01 - Preheat oven to 350°F. Line an 8×8-inch baking pan with parchment paper, leaving an overhang on two sides for easy removal.
02 - In a large mixing bowl, stir together melted butter and sugar until well combined. Whisk in eggs, sourdough discard, and vanilla extract until the mixture is smooth and homogeneous.
03 - Sift flour, cocoa powder, and salt directly into the wet mixture. Fold gently with a spatula until just incorporated — avoid overmixing to keep the brownies tender. Set aside.
04 - In a separate medium bowl, beat softened cream cheese and sugar together until smooth and creamy. Add egg and vanilla extract, mixing until fully blended and no lumps remain.
05 - Spread approximately three-quarters of the brownie batter evenly across the bottom of the prepared pan.

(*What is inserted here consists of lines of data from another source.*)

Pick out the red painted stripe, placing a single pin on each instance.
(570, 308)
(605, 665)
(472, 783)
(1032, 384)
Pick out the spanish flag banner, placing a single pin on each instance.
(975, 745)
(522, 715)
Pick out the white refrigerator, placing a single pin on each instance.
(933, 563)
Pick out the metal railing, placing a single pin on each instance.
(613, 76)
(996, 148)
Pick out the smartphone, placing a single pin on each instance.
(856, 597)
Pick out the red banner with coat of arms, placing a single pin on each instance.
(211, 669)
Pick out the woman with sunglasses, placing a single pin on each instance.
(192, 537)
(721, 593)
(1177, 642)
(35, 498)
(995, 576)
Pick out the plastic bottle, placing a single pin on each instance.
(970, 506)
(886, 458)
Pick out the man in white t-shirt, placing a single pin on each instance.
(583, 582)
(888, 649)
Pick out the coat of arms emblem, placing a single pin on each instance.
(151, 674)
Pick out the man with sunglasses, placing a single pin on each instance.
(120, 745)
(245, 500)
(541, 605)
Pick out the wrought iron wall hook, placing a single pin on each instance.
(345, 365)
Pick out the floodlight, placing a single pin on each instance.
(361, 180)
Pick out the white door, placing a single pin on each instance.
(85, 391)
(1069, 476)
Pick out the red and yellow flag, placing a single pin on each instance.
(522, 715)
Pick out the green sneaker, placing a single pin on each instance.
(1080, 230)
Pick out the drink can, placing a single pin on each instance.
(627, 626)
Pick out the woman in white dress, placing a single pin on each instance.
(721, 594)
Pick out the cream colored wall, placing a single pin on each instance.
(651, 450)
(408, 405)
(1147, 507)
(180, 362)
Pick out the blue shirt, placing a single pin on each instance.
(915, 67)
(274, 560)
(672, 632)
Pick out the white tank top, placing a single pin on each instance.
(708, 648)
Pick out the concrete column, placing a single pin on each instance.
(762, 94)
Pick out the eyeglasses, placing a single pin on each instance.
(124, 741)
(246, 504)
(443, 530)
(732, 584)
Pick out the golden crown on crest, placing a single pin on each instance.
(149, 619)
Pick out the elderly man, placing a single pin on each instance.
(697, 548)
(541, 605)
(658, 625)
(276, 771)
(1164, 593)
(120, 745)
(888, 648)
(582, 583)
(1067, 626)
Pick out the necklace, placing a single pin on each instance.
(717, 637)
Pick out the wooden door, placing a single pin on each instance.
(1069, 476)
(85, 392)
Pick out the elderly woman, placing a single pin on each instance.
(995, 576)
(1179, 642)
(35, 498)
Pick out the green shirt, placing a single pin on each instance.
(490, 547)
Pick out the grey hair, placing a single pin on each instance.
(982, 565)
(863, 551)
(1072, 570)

Pour the cheesecake mixture over the brownie base in an even layer. Dollop the remaining brownie batter on top and use a skewer or knife to swirl through the layers, creating a marbled pattern.
06 - Bake for 32 to 36 minutes, or until the center barely jiggles when gently shaken and a toothpick inserted comes out with moist crumbs attached.
07 - Cool completely in the pan on a wire rack. Refrigerate for 1 to 2 hours before cutting into 16 bars for the cleanest edges.